Two Arithmetic Tricks for Working with Percentage Changes

For manipulating many relationships in economics, there is an arithmetic trick that is useful to know: The percentage changes of a product of two variables is approximately the sum of the percentage changes in each of the variables.

To see how this trick works, consider an example. Let P denote the GDP deflator and Y denote real GDP. Nominal GDP is P × Y. The trick states that

Percentage Change in (P × Y) approx. = (Percentage Change in P)
+ (Percentage Change in Y).
For instance, suppose that in one year, real GDP is 100 and the GDP deflator is 2; the next year, real GDP is 103 and the GDP deflator is 2.1. We can calculate that real GDP rose by 3 percent and that the GDP deflator rose by 5 percent. Nominal GDP rose from 200 the first year to 216.3 the second year, an increase of 8.15 percent. Notice that the growth in nominal GDP (8.15 percent) is approximately the sum of the growth in the GDP deflator (5 percent) and the growth in real GDP (3 percent).

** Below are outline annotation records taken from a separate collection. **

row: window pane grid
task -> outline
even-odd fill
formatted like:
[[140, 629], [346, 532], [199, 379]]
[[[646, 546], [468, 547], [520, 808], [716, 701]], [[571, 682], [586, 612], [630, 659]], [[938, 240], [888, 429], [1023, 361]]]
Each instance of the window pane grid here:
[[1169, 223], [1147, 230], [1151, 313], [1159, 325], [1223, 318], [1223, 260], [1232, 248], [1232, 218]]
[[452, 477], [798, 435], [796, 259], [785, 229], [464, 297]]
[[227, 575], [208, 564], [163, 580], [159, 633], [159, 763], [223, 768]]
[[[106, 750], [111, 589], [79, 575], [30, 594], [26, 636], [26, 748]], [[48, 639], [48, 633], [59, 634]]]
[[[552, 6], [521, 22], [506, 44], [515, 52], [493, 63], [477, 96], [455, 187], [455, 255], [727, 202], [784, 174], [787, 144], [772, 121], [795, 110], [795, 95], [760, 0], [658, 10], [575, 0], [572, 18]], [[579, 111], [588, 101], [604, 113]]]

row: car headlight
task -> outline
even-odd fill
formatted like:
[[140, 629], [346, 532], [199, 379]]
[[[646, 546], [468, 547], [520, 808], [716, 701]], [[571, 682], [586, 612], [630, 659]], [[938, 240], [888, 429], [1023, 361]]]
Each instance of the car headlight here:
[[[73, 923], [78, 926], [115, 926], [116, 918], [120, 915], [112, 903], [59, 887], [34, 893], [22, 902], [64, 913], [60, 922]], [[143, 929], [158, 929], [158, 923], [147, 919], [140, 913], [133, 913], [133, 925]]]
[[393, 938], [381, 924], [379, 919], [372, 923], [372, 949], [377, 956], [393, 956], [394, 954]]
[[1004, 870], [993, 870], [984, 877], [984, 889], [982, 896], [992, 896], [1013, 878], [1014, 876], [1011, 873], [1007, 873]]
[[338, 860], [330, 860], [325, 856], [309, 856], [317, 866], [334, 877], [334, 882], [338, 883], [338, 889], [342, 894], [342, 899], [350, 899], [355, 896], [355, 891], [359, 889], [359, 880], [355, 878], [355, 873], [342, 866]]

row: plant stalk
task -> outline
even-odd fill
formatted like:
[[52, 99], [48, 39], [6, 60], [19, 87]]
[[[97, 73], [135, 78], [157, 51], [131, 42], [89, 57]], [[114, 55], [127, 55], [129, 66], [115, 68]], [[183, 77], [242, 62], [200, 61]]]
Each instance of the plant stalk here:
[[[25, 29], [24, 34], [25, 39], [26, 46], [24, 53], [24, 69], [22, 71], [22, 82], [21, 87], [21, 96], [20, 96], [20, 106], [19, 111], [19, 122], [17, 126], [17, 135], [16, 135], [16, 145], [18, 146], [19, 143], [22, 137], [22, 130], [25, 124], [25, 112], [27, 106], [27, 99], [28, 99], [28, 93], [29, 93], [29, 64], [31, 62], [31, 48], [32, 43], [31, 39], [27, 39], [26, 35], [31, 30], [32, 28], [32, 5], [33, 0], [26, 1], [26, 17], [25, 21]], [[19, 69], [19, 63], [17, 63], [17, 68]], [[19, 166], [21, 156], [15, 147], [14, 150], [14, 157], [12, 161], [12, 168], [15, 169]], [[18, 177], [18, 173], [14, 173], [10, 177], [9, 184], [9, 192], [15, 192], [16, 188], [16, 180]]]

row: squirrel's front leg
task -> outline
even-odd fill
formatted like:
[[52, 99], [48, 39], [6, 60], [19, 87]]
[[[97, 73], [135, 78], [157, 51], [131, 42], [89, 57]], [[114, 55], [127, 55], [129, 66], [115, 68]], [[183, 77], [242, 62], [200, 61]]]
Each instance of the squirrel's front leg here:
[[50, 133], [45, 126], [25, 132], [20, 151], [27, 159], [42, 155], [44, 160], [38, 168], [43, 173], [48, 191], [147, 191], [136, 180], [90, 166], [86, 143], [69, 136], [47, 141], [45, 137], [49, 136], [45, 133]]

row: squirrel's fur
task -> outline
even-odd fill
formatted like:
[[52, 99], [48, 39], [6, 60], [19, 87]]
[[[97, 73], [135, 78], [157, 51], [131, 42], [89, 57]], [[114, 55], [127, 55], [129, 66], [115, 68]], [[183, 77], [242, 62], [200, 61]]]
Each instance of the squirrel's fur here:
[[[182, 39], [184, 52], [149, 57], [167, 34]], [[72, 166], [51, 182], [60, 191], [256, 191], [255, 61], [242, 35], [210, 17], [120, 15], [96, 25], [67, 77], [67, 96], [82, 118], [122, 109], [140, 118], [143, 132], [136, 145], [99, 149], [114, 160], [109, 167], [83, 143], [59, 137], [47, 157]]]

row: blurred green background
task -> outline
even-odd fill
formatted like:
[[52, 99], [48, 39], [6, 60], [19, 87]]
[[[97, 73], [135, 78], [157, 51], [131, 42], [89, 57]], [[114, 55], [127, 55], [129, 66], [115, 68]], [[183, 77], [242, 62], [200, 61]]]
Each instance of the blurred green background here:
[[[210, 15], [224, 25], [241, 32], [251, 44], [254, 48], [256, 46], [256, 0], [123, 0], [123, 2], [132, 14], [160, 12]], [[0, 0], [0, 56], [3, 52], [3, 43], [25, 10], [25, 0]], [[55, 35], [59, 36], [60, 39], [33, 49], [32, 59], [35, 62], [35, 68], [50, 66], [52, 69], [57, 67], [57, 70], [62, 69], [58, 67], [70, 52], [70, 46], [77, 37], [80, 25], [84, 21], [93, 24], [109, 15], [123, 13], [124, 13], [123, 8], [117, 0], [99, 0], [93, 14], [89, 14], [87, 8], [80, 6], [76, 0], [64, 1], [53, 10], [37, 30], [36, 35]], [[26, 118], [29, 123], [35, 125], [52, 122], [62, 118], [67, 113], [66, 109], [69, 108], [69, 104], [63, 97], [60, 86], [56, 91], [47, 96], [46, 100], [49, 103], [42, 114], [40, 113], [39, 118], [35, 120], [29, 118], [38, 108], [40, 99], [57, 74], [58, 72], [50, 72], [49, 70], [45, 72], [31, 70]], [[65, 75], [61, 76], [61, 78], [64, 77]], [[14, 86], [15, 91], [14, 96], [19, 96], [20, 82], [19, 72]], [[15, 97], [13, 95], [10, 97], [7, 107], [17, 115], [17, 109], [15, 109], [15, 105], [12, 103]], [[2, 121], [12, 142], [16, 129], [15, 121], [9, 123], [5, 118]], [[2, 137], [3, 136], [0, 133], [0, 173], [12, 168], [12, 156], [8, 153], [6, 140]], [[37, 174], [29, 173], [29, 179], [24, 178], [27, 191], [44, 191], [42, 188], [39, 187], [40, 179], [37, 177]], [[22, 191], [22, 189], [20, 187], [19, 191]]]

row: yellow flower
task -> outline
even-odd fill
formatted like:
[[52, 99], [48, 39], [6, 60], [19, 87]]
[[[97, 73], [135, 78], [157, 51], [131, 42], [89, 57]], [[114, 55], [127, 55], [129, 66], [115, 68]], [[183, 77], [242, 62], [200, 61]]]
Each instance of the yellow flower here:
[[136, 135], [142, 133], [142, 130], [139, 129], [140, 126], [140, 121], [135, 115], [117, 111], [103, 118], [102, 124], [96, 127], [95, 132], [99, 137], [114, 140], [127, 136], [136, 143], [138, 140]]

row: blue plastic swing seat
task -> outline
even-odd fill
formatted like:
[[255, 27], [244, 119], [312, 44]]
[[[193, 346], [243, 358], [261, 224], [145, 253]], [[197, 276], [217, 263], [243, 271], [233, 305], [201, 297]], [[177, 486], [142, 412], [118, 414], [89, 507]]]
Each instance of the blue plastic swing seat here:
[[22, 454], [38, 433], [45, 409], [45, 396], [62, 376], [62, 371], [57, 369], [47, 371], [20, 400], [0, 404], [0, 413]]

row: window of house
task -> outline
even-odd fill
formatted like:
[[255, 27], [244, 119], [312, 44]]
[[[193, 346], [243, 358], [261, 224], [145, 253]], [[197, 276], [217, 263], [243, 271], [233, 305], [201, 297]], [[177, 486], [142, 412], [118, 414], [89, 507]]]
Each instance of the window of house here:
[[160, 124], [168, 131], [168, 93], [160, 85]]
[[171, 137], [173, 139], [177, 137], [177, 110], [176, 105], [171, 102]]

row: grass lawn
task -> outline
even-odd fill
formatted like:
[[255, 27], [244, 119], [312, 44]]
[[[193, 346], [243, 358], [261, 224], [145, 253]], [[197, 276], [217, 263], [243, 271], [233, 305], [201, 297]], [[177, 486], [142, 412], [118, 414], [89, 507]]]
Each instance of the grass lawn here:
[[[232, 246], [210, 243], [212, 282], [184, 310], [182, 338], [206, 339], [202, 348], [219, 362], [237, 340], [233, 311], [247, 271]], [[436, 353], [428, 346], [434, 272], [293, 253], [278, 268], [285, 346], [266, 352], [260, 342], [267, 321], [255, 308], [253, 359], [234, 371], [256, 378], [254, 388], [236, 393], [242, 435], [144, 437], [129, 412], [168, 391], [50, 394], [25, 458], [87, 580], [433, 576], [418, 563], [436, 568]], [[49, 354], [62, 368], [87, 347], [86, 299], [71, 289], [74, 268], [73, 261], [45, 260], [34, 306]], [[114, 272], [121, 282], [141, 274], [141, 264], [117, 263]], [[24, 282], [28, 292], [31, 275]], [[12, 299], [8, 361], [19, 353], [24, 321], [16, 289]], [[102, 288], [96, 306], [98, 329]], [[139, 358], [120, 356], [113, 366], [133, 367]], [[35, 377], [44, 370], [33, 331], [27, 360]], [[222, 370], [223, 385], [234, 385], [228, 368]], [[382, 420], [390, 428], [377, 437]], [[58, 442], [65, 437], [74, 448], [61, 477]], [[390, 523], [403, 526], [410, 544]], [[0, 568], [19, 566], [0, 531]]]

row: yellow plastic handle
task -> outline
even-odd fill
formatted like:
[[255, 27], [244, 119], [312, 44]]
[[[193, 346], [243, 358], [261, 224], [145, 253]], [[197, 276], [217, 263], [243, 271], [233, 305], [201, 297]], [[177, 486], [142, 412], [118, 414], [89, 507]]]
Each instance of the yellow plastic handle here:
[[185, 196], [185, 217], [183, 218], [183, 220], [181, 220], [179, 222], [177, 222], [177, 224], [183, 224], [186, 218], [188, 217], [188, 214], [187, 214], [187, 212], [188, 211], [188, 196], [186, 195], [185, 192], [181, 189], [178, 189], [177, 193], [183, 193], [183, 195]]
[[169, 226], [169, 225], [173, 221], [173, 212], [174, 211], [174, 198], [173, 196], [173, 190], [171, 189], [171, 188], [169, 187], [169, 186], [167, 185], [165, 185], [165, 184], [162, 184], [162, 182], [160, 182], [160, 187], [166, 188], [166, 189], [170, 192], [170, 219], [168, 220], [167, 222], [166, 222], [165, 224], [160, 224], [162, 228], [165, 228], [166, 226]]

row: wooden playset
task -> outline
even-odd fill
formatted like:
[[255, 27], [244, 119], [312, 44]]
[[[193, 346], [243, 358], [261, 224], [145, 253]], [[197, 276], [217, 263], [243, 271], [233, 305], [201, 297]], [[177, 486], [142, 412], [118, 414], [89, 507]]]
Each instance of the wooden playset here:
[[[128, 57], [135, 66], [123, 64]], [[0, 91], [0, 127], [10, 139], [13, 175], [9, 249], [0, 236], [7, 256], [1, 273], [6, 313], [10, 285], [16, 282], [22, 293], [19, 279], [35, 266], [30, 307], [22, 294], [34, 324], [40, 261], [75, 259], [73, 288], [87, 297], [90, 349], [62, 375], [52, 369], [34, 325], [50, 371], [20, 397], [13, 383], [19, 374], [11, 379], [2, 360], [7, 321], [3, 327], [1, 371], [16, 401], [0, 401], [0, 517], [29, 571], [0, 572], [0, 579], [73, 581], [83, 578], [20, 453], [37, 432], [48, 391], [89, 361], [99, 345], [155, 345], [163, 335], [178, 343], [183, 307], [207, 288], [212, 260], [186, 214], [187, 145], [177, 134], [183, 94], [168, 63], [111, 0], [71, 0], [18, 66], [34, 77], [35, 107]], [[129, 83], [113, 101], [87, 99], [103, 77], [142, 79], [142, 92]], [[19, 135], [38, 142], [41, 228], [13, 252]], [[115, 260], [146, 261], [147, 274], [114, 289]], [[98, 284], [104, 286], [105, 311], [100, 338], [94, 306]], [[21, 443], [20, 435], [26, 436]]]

A second arithmetic trick follows as a corollary to the first: The percentage change of a ratio is approximately the percentage change in the numerator minus the percentage change in the denominator. Again, consider an example. Let Y denote GDP and L denote the population, so that Y/L is GDP per person. The second trick states

Percentage Change in (Y/L) approx. = (Percentage Change in Y)
– (Percentage Change in L).
For instance, suppose that in the first year, Y is 100,000 and L is 100, so Y/L is 1,000; in the second year, Y is 110,000 and L is 103, so Y/L is 1,068. Notice that the growth in GDP per person (6.8 percent) is approximately the growth in income (10 percent) minus the growth in population (3 percent).